Anna stills as the whispered murmurs erupt from the beds around her. She ignores them, breathes numbers under her breath.
“One.”
The sound of aircraft engines, growing closer.
“Two.”
A scattering of gunfire shot off into the dark.
“Three.”
A long high whistle and—
Anna is lost.
Her thoughts are slow and distorted, her vision a blur of smoke and flames. There’s people running, mouths moving, but all she hears is a painfully high pitched ringing. Her head hurts.
She touches her temple. Her fingers come back bloody, but that can’t be right. She doesn’t bleed.
She rubs it between her fingers, slick and crimson, and looks down at herself.
Her nurses uniform is covered in ash and dust, places torn and red with blood as she sits amongst unfamiliar rubble.

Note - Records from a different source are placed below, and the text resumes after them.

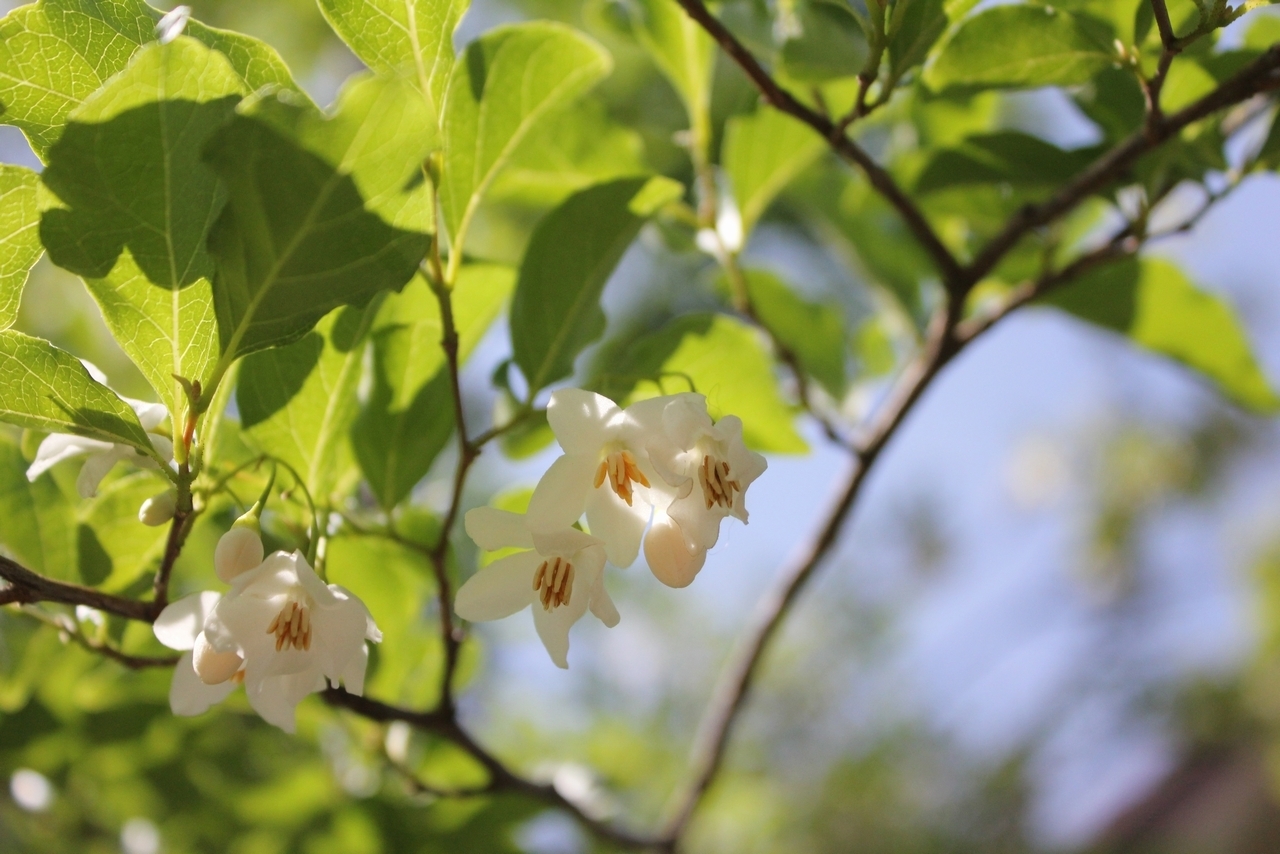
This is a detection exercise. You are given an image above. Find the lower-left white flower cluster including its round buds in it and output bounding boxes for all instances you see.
[155,525,383,732]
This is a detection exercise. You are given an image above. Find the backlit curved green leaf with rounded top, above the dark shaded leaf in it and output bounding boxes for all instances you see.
[440,23,612,262]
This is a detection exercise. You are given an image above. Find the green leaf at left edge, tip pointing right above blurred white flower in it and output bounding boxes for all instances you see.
[0,329,155,456]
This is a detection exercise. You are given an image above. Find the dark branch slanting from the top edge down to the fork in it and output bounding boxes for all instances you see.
[676,0,963,288]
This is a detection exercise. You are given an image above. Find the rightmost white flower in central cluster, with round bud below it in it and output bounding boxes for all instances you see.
[645,393,768,586]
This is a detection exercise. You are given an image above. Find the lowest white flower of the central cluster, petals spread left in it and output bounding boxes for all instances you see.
[453,507,618,668]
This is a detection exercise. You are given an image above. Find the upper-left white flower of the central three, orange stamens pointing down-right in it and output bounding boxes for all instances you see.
[529,388,678,566]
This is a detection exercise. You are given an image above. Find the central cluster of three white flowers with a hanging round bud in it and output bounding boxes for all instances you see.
[454,388,765,667]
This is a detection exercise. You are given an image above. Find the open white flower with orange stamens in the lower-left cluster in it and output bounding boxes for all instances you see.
[197,545,383,732]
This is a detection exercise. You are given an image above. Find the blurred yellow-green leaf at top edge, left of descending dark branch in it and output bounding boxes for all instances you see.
[631,0,716,135]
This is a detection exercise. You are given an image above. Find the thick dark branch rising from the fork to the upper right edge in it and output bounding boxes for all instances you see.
[963,45,1280,291]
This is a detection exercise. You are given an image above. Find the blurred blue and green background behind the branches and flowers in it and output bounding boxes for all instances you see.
[0,0,1280,854]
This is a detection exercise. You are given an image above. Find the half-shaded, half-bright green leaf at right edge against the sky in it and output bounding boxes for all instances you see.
[1044,259,1280,414]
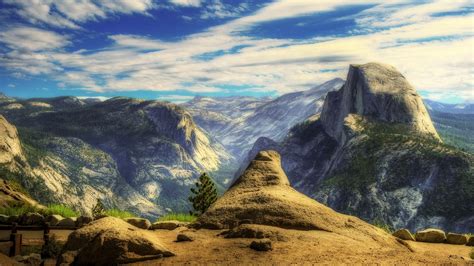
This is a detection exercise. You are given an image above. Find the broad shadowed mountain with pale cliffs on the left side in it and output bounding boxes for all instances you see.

She doesn’t remember sinking to the ground, doesn’t understand why there is a flurry of people moving around her—shouting questions she can’t understand.
A face appears in front of her, her nurse’s cap smeared with dirt and blood.
It takes longer than it should for Anna to recognize her and longer still for the ringing to fade enough for the sounds leaving her mouth to make sense.
“Is it yours?! The blood?!”
Anna looks down at her hand. Crimson still stains her fingers. “It can’t be.”
Margaret stares, her eyes wide and pupils dilated. “Stand up, can you stand up?!” She keeps shouting. Anna can’t tell if it’s for her sake or her own, but she follows the order.
Standing, bracing herself on Margaret’s offered arm, Anna looks down to where she had been sitting and sees a hand under the rubble. A patient. She had been on her way to check on a patient, when the room went black.
Not her blood. It’s not hers.
Somehow, it’s that thought that brings her back to herself. Shaking her head, she stops, pulling away from Margaret’s firm hold—the kind of hold she would use for a patient. “I’m all right, sorry. I’m just—where do you need me?”
“You have a head injury,” Margaret snaps, coaxing her forward. “You’re going to the injury bay to get checked out.”
“It’s not—”
“You’re covered in it, Marian.”
Marian. That’s right. She isn’t Anna, not in this life. Marian—the girl from Yorkshire. The girl with wealthy parents that don’t exist. “But—”
“No.” The word is firm, leaving no room for argument. Anna lets her lead her to the infirmary, even though they’ll find there’s nothing wrong with her. Even though she can see her comrades running through the carnage, digging patients from the rubble.
Dr. Jennings shines a light in her eyes, measuring her pupils’ reactions and asks that she follow his finger as he moves it from one end of her vision to the other. He’s already examined her scalp, finding no apparent injury.
Anna won’t let him do a full examination.
Margaret is just behind him, looking confused and concerned as she anxiously twists her hands in front of her. Anna has overheard from the others that the injured have all been evacuated from the bomb site.
They won’t tell her how many they’ve lost.
“Well, I can’t find anything out of the ordinary. Your heart sounds strong and your pupils are reacting accordingly. The dizziness and confusion you experienced were likely just the shock.”
Anna nods. “Then I would like to continue my duties.”
He hesitates, but they both know they need as many hands as they can get. “Very well, but if you begin feeling off at all, I want you to come find me immediately. Understand?”
“I understand.”
Dr. Jennings dips his chin in acknowledgement and hurries off to the next patient waiting for his attention. There’s no shortage of them.
Margaret stays behind though, looking pale. “I was so sure—I passed over you. You were laying there, motionless, eyes staring up at nothing.” She draws a shaky breath, coming to sit on the edge of the hospital bed. “I thought you were dead.”
“I’m not,” Anna consoles, because she can’t risk telling the younger woman that she can’t.
“There was blood everywhere,” she whispers, looking over her shoulders before leaning in close. “Marian … I checked your pulse.”
Anna’s heart stutters, her mind searching for an excuse even as she tries to come to terms with what Margaret has just told her. “It was really chaotic,” she says softly. “It wouldn’t be the first time someone’s made a mistake.”